Swiss to vote on whether to restrict manufacturers from creating ‘fake’ hormones

Switzerland will go to the polls May 22 to decide whether to temporarily block the manufacture of laboratory-made synthetic versions of key human hormones.

In recent years, companies have manufactured at least 60 “synthetic human hormones,” according to the Agency for Healthcare Research and Quality (AHRQ).

The Public Pharmaceutical Advisory Committee recommends regulators keep the phase-out period in place until 2023 “after the first annual monitoring shows no harm coming from the increased use of synthetic hormones in industrial and therapeutic settings.”

In the end, voters will decide on the proposal to take place between now and August 2019, the News Journal reported.

Sperm, estrogen and testosterone are among several hormones “under study” as alternatives, industry officials have told the media.

The use of synthetic versions of hormones — also known as “paroxetines” — is not being debated here, but I’m being told the term pustetate could be used in either direction. – Simon Deppe, head of the Swiss Immunology Association’s discussions and strategy

Swiss Health Minister Alain Berset made the announcement in an article that appeared in the Swiss daily SonntagsZeitung.

“They are risks for human health,” the minister wrote.

Simon Deppe, head of the Swiss Immunology Association’s discussions and strategy, is working on the initiative.

He told the press that “derivatives” of hormones such as testosterone, which is “like a good time if you’re older,” is not a good thing, Deppe told News Online.

Deppe said that drugs “plucked from nature” are vulnerable because nature is not perfect.

The regulator said synthetic hormones are also less used in agricultural use.

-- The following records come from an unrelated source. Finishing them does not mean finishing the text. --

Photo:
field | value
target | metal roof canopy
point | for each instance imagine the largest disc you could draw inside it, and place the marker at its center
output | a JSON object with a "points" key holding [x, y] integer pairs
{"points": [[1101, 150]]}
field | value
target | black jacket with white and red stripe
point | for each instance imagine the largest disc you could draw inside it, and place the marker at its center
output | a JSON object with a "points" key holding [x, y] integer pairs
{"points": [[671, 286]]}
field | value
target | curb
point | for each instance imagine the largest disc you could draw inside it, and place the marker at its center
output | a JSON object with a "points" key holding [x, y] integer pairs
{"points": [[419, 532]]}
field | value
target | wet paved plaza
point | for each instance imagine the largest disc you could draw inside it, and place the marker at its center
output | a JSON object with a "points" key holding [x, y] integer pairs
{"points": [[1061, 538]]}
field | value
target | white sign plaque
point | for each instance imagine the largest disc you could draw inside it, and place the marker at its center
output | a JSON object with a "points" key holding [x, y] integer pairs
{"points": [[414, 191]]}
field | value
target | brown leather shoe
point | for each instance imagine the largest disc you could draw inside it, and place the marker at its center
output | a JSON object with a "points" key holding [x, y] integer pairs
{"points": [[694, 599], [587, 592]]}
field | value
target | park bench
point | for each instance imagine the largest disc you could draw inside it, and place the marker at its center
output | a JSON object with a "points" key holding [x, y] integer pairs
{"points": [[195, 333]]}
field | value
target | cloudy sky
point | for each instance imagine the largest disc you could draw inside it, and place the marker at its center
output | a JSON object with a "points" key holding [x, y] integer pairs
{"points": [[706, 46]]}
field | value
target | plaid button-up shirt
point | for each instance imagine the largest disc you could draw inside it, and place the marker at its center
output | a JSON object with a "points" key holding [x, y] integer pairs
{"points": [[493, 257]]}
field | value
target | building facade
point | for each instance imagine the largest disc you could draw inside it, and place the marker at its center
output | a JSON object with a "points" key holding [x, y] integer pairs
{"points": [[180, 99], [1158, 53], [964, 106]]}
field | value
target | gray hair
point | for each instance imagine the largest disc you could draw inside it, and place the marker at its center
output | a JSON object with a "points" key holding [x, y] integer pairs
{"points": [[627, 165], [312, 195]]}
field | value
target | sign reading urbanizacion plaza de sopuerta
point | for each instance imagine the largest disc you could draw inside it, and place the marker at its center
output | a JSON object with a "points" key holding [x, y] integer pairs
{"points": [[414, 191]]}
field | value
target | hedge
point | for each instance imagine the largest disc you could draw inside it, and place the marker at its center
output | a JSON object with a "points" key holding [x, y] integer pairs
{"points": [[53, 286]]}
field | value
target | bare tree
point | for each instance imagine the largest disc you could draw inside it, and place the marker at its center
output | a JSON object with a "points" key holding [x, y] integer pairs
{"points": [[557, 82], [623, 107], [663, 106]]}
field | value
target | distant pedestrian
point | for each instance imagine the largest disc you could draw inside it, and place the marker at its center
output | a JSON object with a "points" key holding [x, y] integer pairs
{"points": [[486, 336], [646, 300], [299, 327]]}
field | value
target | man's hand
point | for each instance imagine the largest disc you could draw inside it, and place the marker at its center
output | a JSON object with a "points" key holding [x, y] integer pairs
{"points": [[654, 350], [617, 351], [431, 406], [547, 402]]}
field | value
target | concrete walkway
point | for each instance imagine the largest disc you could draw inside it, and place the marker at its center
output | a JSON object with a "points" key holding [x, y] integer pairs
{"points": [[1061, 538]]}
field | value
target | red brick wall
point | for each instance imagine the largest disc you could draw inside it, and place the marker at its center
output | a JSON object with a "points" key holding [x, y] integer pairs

Instead, chemicals added to food are used.

AHRQ officials also said the ban could enable companies to safely speed up production.

But Simon Biney, head of the Health and Veterinary Medicine Department at Swiss Federal Laboratories for Materials Testing and Research, is working with the Producers of Biopesticides Associaiton to campaign against the measure.

“The concern is more that hormones can affect gene function,” he told the Swiss news service, AFP.

Biney was part of a study released last week to look at the effectiveness of synthetic hormones.

It found that some of the synthetic hormone paroxetine stimulated animal growth, but other natural hormones caused mice to grow larger than normal.